Perché abbiamo più empatia e compassione verso alcune specie animali e nessuna per altre

Pubblicata la prima “carte affective” del mondo vivente: siamo condizionati dai nostri pregiudizi sensoriali

[14 Gennaio 2020]

Nello studio “Empathy and compassion toward other species decrease with evolutionary divergence time”, apparso su Scientific Reports, Aurélien Miralles e Guillaume Lecointre dell’Institut de systématique, évolution, biodiversité-ISYEB (Sorbonne Universités /CNRS/EPHE/UPMC) e Michel Raymond dell’ISEM – Université Montpellier pubblicano «una cartografia del mondo vivente vista attraverso il prisma dei nostri affetti» che punta in particolare a determinare «in quale misura la nostra capacità di essere in empatia con altri organismi e a sentire della compassione verso di loro, fluttua da una specie all’altra».

Circa 3.500 internauti hanno compilato un questionario online progettato per valutare le loro percezioni di tipo empatico ed è stato sottoposto loro un campione fotografico di organismi molto diversificati, che andavano dalle piante agli esseri umani. I ricercatori francesi dicono che «I risultati mettono in luce la componente evolutiva delle nostre reazioni empatiche e le presa dei meccanismi antropomorfici sul nostro rapporto affettivo col vivente: più un organismo è progressivamente distante da noi, meno ci riconosciamo in lui e meno ci emozioniamo per il suo destino. Quando una specie è evolutivamente vicina a noi (ad esempio grandi scimmie VS meduse o anemoni), condividiamo con loro le caratteristiche, in particolare fisiche, acquisite gradualmente durante la nostra comune evoluzione. Così possiamo riconoscervi più facilmente un alter ego e adottare per lei gli stessi comportamenti prosociali di quelli che ci consentono di mantenere relazioni armoniose con i nostri simili (ad esempio compassione, altruismo, attaccamento)».

Insomma, secondo la prima  “carte affective” del mondo vivente, proviamo più empatia per le grandi scimmie e gli altri primati che ci somigliano, quasi niente per insetti, piante e funghi. I ricercatori hanno determinato che la specie verso la quale proviamo istintivamente più affetto e/o compassione è l’orango e ricordano che il video del 2018 di un orango che affrontava un bulldozer che stava distruggendo la sua foresta in Indonesia diventò virale e creò molta emozione in tutto il mondo (probabilmente mota meno in Indonesia tra chi aveva invaso l’habitat degli oranghi). Invece, la sorte di specie come le zecche, i cactus o le meduse lascia indifferenti praticamente tutti gli esseri umani.

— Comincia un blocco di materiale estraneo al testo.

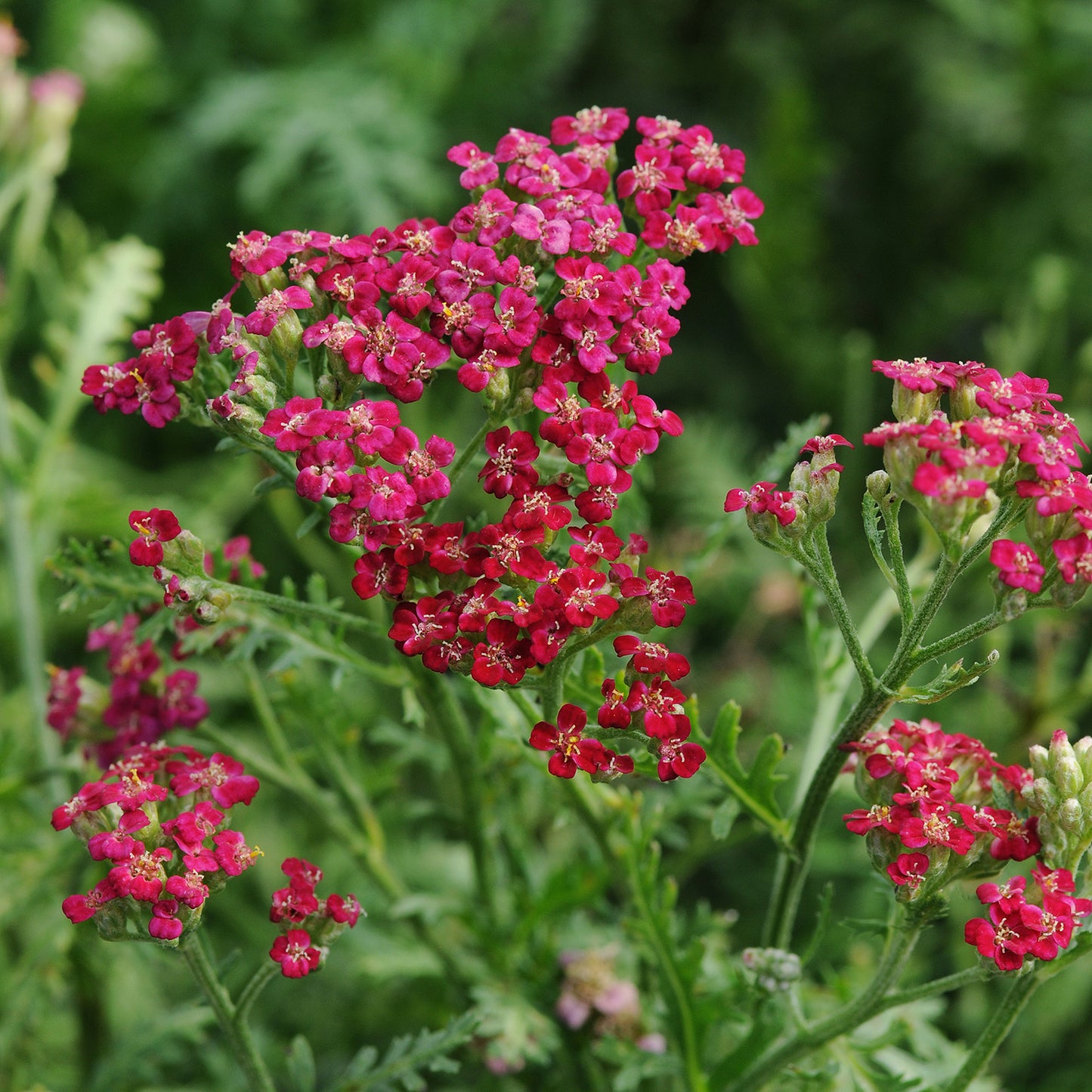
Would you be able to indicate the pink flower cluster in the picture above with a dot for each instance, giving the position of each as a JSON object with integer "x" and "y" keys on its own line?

Miralles, Lecointre e Raymond concludono che la loro “carte affective” e «I risultati di questo studio hanno potenziali implicazioni per l’antropologia, la scienza cognitiva o la scienza evolutiva. Ci invitano anche a dare un’occhiata più da vicino all’influenza esercitata dai nostri pregiudizi sensoriali ed emotivi sulle questioni sociali che coinvolgono le nostre relazioni con il resto del vivente (conservazione della biodiversità, etica alimentare, benessere animale…)».

E magari potrebbero permetterci di interrogarci anche sul razzismo, la xenofobia e la paura verso i nostri simili con un colore di pelle diversa, per i quali a volte abbiamo meno empatia e compassione che per un cane o un gatto.